Continuously scanning the BIOS for tampering
Cold boot attacks are getting impractical, especially when many other mitigations are in place. However, modification of the BIOS on a running system, and then resetting the system into the new BIOS can have interesting consequences. In the case just linked, the BIOS was modified directly over SPI, then the system was warm reset over LPC into the new BIOS, which promptly began to export the entire contents of memory slowly over serial to the investigator's computer. A mitigation to this would be to have the OS scan the BIOS in a continuous loop and verify that it has not been modified since the last read. As writing to the BIOS is much slower than reading from it, this will likely detect any tampering as it is occurring. The computer can then take defensive action, like shutting down before the write is complete.
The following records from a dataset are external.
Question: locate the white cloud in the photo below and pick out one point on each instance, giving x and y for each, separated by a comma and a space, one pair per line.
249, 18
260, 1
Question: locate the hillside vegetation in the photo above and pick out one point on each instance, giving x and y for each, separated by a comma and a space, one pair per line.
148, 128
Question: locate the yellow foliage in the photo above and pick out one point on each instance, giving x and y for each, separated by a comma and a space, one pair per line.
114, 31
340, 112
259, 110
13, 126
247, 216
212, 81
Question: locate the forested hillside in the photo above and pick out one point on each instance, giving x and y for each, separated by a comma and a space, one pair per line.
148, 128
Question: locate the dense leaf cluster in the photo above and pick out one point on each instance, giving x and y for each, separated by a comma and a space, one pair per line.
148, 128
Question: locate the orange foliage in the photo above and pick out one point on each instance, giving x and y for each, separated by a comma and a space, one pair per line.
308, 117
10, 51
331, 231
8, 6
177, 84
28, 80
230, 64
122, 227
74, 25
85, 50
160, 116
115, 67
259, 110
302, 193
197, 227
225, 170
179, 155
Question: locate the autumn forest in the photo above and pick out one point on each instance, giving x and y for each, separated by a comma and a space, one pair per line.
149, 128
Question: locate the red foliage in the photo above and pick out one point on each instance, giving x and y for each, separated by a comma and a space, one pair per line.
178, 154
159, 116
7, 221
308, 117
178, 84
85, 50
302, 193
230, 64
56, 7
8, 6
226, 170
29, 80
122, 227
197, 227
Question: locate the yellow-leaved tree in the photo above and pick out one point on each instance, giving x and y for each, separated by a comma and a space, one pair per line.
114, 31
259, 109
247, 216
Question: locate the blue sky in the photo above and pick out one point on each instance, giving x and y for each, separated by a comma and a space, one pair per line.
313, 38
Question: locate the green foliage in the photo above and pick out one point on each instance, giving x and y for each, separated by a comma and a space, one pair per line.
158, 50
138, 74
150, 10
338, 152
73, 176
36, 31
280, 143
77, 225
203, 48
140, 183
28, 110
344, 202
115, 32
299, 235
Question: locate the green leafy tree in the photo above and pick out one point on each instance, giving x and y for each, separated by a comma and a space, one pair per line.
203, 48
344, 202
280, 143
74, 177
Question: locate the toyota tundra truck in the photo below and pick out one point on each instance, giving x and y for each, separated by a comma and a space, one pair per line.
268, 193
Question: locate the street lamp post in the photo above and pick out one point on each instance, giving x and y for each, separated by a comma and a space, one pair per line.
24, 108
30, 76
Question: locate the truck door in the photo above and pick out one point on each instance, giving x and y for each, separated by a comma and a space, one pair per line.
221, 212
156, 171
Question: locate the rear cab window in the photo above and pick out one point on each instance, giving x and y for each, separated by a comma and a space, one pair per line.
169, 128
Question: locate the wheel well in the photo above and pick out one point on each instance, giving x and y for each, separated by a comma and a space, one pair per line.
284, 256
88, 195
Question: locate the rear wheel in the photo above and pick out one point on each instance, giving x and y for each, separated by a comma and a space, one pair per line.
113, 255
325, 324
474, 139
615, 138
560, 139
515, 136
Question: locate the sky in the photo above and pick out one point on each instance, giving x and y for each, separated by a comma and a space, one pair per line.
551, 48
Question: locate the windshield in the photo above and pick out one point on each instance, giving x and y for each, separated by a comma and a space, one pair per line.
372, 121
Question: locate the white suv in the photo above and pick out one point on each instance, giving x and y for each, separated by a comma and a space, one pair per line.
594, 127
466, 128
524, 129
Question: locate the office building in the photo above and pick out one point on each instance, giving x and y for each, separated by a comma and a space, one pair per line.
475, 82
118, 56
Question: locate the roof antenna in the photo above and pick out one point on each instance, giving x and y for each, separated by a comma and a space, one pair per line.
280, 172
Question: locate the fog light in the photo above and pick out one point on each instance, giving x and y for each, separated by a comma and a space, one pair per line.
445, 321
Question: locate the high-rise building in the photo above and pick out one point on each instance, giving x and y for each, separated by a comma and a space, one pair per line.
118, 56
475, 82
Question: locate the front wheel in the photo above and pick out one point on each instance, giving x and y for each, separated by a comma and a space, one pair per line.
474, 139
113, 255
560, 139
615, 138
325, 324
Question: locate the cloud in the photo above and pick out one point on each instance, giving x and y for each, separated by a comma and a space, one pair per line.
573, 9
I've heard someone mention that EEPROM apparently cannot handle millions of reads (not a typo, I said reads), but luckily most modern BIOSes are MLC NAND, which can handle a theoretically unlimited number of reads, so the system should be able to read in a continuous loop indefinitely, making this mitigation practical.
Motion sensitive camera
Pretty simple, but superior to generic chassis intrusion detection. I have a camera pointing at the workstation, hooked up to the workstation, being monitored with the motion program. In essence, the computer is watching itself to make sure no one gets near it. If anyone gets near it, it will take a predetermined action, such as shutting down. This is much harder to circumvent than chassis intrusion detection switches, because it requires fooling the camera. The only way to defeat this would be to cause the camera to freeze with the current image it has in place.
To re-iterate, my question is: what other or more effective methods for protecting an unattended workstation in this threat model have I not thought of? Specifically in the domain of detecting unauthorized access and making chassis intrusion detection more robust.